The festival was composed of panel discussions led by some of the rising and seasoned stars of literature and online writing. Jacqueline Woodson, Jenna Wortham, Morgan Jerkins and Ashley C. Ford were just a few names on the impressive roster. I ferociously took notes during their discussions, as if tattooing their advice and mantras onto my brain. The self care panel was, itself, a healthy dose of medicine: Ford said she “doesn't enjoy writing, but having written," revealed that she keeps an away message in her email to have more control over her inbox and to reply to messages in a healthier fashion; Jerkins said that “black suffering is profitable" and realizes that online outlets often seek black writers to express their anger and pain about the state of America, but that we need more stories on black joy and happiness; and when Bassey Ikpi said that writing that she doesn't like makes her write better, I realized that, yes! Writing that I deem trash is just as instrumental for me as writing that I love.
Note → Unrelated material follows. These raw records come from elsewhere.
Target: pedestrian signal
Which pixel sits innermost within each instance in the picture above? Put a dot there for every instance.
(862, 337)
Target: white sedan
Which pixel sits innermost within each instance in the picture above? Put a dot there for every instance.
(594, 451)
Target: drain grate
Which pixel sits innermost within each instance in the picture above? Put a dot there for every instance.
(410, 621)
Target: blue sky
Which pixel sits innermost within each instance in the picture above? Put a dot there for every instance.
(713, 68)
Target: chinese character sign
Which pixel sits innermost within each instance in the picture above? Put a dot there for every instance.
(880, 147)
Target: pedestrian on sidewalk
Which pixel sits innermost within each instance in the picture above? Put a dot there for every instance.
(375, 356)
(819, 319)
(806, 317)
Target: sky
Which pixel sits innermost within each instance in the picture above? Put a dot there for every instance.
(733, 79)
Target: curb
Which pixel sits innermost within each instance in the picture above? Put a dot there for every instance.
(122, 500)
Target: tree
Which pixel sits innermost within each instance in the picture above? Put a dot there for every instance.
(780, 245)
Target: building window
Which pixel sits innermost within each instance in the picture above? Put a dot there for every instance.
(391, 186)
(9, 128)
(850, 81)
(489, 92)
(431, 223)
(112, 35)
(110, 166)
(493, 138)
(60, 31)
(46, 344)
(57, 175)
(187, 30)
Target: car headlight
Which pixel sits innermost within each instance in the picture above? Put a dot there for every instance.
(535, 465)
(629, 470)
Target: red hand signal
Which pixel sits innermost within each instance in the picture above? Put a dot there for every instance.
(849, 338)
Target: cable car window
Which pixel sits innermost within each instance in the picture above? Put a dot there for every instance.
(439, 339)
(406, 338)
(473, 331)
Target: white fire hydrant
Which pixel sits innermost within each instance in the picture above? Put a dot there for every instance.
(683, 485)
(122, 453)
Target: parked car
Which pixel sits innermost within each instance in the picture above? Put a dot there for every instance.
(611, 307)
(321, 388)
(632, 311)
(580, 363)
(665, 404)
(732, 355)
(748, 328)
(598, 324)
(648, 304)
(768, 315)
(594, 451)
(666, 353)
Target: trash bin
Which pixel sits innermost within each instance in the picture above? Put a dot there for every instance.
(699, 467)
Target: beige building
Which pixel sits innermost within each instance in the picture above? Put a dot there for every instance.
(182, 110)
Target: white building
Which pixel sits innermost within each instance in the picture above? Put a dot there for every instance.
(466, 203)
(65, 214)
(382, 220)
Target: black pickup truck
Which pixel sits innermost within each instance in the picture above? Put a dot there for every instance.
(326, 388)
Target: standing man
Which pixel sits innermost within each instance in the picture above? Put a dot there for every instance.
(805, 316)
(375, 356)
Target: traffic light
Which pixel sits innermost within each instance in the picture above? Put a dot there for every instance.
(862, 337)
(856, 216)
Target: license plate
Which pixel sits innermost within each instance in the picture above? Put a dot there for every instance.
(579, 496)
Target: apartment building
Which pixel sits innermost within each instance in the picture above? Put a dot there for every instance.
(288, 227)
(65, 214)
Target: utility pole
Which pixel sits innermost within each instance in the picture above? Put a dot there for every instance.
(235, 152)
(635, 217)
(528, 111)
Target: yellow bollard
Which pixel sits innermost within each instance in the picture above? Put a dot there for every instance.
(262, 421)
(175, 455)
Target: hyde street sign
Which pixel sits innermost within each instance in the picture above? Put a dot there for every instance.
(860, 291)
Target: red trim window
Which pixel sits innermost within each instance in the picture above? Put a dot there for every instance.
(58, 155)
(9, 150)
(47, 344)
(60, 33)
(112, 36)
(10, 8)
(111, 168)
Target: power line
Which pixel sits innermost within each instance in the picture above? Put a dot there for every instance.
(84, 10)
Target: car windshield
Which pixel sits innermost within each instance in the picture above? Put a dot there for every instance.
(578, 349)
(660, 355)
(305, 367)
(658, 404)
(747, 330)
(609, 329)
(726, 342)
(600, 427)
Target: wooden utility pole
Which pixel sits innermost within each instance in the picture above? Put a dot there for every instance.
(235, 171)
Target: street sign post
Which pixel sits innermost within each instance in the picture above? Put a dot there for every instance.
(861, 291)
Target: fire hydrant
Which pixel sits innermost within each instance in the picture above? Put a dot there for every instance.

Writing is such a solitary, singular path. The act itself begs us to sit still, to be silent, to somehow extract our thoughts from brain to fingers to pen or laptop. It is a process we must execute alone. Reading asks us to exercise this similar discipline of oneness and patience. When we finally share our writing, or converse about the book we adore, we have to undo all of that loneliness and be vulnerable with another, without knowing if they will approve our writing or worse, hate the same book that undid the knots in our soul. It fascinates me that writing and reading require such solo movements, while the act of sharing it is public, unpredictable and nerve wracking.
And yet, the energy at the WRBG fest was open, willing, excited: whether the emotions were similar or the opinions different. Writing doesn't have to be lonely, nor reading: it can be another place for us to build connections, to slowly lessen the insecurity or discomfort of sharing our deepest selves and most personal projects. After all, we are all storytellers—we have all the tools to share a great story within us, we just need to get it out there—remnants of the Fireside Chat between Rebecca Carroll and Tayari Jones that I will remind myself whenever I am stuck on a sentence, hesitate to send a story to a friend, or feeling trapped between the creases of a book.
We were meant to be there, to surrender to the graceful intensity of words, to remember that stories are within us: whether we write them down or reminisce on the persistence of a memory. Reader or writer, black woman, black daughter, black aunt—we carry generations of narratives within us. We are the most magical storytellers, were there to witness the first sentences the world scribbled like cracks in the earth. We write the past, the present and the future into one never ending novel.
At the vendor table, while I held an arm full of books to my chest, unsure of which to purchase, I started asking some women for advice—“Did you read this one?" “What did you think?" and I greedily offered my opinions as well, when I saw someone's hand gloss over a novel or their eyes linger on a book cover with that familiar expression of hesitance and curiosity. It was like my elementary school book clubs all over again, but this time more mature and just as colorful.